Nella mia campagna (any sense, come dice spesso l'amico Civati) sto scoprendo alcune novità. La prima è che siamo politicamente avanti. Non parlo di sondaggi, ma nel metodo di elaborazione di un progetto politico.
Siamo avanti perché come comitato organizzatore per Galeazzo Sindaco abbiamo superato le divisioni partitiche. Il centro-sinistra non solo si presenta unito – la destra ha invece sei candidati, sei!- ma sta già agendo unitariamente. Lavoriamo assieme senza pensare alla tessera che teniamo in tasca e al simbolo sotto il quale siamo in lista. Questo “cantiere democratico” è la migliore risposta che si possa offrire ai tanti disillusi dai partiti e dalla politica. Dentro il cantiere infatti ci sono solo due regole: partecipazione e responsabilità.  Chiunque può entrare, ascoltare, proporre un’idea per la città. Se viene condivisa, il secondo passaggio obbligato è di assumersene la responsabilità di portarla avanti. Perché le idee ci piacciono, ma solo se supportate dalla disponibilità al lavoro.  
L’altra novità è, più che altro, una conferma. Il centro-sinistra ha un patrimonio di competenze formidabile. Una “riserva” di personale, fatta di persone competenti e amministratori preparati. Persone pronte a gestire una città, perché la buona volontà è indispensabile ma da sola non basta e come in ogni attività ci vuole esercizio e studio per diventare capaci. In questi settimane ne ho incontrate e incontrerò ancora, di persone di questo tipo: Paolo Limonta, Enrico Borghi, Chiara Pirovano, Ilda Curti, tanto per fare qualche nome. Poi ci siamo noi, che sosteniamo Aureliano. Senza false modestie, penso che potremmo essere la “riserva di Acqui”, persone fedeli al discorso di Pericle agli ateniesi che inizia così: “Qui ad Atene noi facciamo così.
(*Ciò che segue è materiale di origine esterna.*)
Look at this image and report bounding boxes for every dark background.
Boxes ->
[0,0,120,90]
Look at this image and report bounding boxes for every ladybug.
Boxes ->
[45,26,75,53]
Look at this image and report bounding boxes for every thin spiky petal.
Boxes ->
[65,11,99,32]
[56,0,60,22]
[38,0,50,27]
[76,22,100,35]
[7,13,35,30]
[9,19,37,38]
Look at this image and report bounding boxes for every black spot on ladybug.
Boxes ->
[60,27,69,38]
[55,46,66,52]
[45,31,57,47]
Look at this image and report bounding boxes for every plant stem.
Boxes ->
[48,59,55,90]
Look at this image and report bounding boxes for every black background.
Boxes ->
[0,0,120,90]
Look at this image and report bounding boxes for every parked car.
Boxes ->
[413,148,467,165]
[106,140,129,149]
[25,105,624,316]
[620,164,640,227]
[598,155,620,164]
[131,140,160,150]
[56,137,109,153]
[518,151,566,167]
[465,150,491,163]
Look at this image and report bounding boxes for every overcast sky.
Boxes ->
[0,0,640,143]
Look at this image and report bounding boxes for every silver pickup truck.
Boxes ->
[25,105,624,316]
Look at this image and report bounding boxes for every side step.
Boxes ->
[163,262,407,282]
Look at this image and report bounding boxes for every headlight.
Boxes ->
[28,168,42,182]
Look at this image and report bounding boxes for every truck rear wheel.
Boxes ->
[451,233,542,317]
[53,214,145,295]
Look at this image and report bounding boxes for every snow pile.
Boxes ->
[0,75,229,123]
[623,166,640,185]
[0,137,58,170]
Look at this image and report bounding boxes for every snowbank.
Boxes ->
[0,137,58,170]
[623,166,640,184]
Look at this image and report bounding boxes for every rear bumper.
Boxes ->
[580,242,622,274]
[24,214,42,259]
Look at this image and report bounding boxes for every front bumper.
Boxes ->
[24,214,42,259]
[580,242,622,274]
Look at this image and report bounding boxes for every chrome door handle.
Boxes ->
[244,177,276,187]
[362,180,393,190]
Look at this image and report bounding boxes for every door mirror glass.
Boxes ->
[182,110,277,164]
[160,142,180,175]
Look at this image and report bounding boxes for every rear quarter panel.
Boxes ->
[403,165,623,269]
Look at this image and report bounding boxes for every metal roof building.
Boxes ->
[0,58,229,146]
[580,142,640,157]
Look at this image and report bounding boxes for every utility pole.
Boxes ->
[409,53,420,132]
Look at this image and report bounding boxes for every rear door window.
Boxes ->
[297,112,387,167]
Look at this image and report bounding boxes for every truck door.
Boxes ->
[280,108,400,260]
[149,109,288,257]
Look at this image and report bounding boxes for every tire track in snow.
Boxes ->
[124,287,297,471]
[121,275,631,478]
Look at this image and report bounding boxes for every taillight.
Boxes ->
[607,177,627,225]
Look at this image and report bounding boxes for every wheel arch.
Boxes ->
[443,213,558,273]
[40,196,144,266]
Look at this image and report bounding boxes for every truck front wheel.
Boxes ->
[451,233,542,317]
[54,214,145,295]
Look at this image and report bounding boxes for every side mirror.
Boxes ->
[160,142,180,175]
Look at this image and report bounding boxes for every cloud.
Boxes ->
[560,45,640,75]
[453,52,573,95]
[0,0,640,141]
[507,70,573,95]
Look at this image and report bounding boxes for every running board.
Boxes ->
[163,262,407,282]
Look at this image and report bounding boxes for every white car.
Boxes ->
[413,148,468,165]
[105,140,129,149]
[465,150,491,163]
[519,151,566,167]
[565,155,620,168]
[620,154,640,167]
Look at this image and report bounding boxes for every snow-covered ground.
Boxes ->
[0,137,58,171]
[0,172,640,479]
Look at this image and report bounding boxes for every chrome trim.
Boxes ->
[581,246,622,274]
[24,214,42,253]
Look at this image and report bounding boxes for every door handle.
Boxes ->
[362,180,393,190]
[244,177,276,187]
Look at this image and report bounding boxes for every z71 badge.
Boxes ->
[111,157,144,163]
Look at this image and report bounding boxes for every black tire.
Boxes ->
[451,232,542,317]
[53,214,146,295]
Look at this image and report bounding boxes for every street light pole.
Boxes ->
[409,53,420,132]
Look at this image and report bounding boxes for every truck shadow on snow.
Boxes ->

Qui il nostro governo favorisce i molti invece dei pochi: e per questo viene chiamato democrazia.” Riserve che però, in altro senso, non vogliono più essere riserve, perché per il bene della città bisogna assolutamente cambiare il colore politico dell’amministrazione, visti i troppi errori del ventennio del centro-destra.  
Siamo avanti, infine, perché abbiamo risposte concrete a chi non crede più nella politica. Risposte che passano attraverso una partecipazione non figurata, ma reale. Con i tavoli tematici, i comitati di quartiere, la trasparenza amministrativa. A chi vuole “buttare via” il voto, per protesta e indignazione,  rispondiamo di “liberare il voto”. Che significa scegliere persone competenti, preparate, che non fanno promesse da campagna elettorale, ma che si assumono pochi, seri, impegni.  Chiediamo di “liberare il voto” perché non vogliamo il voto clientelare, di interesse personale, nella speranza di ottenere favori. I “favori” intendiamo farli a tutti, cioè intendiamo agire solo nell’interesse generale, perché il bene comune è il bene che fa bene a tutti. Chiediamo di liberare il voto, perché una città va amministrata non dai parenti, dai parenti dei parenti o dagli amici degli amici. Una città va amministrata da chi è capace di pensare a tutti e per tutti.
Ecco cosa succede qui da noi in campagna!